Car si l’on dépasse la mythologie habituelle, on sait bien que la Nation française, comme dit Macron, s’est fondée sur une expansion militaire continue de la tribu franque et de ses héritiers. Cette expansion tumultueuse a duré des siècles. Elle a fluctué. Il fut une époque où elle courait jusqu’au Rhin. Il fut d’autres époques où elle se réduisait à un domaine royal quasi-confidentiel. On peut dire qu’en 2017, la France vit un étiage plutôt haut de sa superficie historique.

Mais en aucun cas cette unité ne s’est constituée par la langue. Si le Breton se sent français, c’est d’abord par l’adhésion à un projet politique républicain, certainement pas à un projet culturel ou linguistique. Disons même que, pour les Bretons, les Alsaciens, les Corses, la langue française est un obstacle à l’identité française beaucoup plus qu’un soutien.
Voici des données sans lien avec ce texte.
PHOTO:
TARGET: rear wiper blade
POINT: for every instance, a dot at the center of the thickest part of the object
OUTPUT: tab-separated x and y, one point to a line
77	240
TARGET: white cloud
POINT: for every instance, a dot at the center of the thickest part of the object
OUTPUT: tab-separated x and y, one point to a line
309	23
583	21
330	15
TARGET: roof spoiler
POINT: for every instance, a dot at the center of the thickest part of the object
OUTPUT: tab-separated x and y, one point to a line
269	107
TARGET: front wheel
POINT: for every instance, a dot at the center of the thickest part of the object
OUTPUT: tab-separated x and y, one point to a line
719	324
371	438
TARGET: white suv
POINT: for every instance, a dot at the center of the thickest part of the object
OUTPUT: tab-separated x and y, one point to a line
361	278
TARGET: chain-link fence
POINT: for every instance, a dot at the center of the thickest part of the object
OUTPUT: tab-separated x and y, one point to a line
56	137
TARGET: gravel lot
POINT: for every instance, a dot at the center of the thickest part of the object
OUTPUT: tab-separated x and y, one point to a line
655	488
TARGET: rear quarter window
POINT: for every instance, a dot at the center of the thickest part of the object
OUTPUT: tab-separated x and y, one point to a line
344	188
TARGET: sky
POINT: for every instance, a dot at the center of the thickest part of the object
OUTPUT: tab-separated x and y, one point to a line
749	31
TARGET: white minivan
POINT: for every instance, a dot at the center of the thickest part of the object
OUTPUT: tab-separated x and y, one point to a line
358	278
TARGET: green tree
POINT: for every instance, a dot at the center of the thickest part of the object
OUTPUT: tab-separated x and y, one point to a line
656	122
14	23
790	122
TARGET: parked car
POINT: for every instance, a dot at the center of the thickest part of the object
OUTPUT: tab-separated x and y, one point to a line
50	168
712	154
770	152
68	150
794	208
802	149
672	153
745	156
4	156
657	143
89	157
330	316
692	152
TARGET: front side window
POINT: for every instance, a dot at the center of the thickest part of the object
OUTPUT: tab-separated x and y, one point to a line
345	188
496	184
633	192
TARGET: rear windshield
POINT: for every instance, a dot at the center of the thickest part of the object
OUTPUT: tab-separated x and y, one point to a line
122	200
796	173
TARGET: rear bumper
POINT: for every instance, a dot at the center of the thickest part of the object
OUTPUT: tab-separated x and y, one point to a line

Les racines aristocratiques de la Nation selon Macron

Lorsque Macron dit que la langue est au fondement de notre sentiment national, il exprime en revanche une vérité profonde: celle d’une caste technocratique, héritière de l’aristocratie d’Ancien Régime, qui règne par la langue et croit à la toute-puissance de celle-ci. Macron, comme beaucoup de ses semblables, se sent français par la langue et non par la volonté, comme un aristocrate russe trouvait normal de parler le français quand le russe était la langue des manants. Et c’est bien cela, la nation française selon Macron: un héritage aristocratique où le partage d’un projet politique n’a pas sa place.

Il faut n’avoir rien compris aux réalités régionales françaises pour croire que le ferment de la nation française est culturel. Combien de régions non francophones sont-elles devenues françaises par l’adhésion consentie plus ou moins spontanément à un projet politique commun? une majorité bien sûr. Et souvent, il leur a fallu accepter la mort dans l’âme l’éradication brutale de leur langue régionale par l’école publique, pour adhérer à ce projet.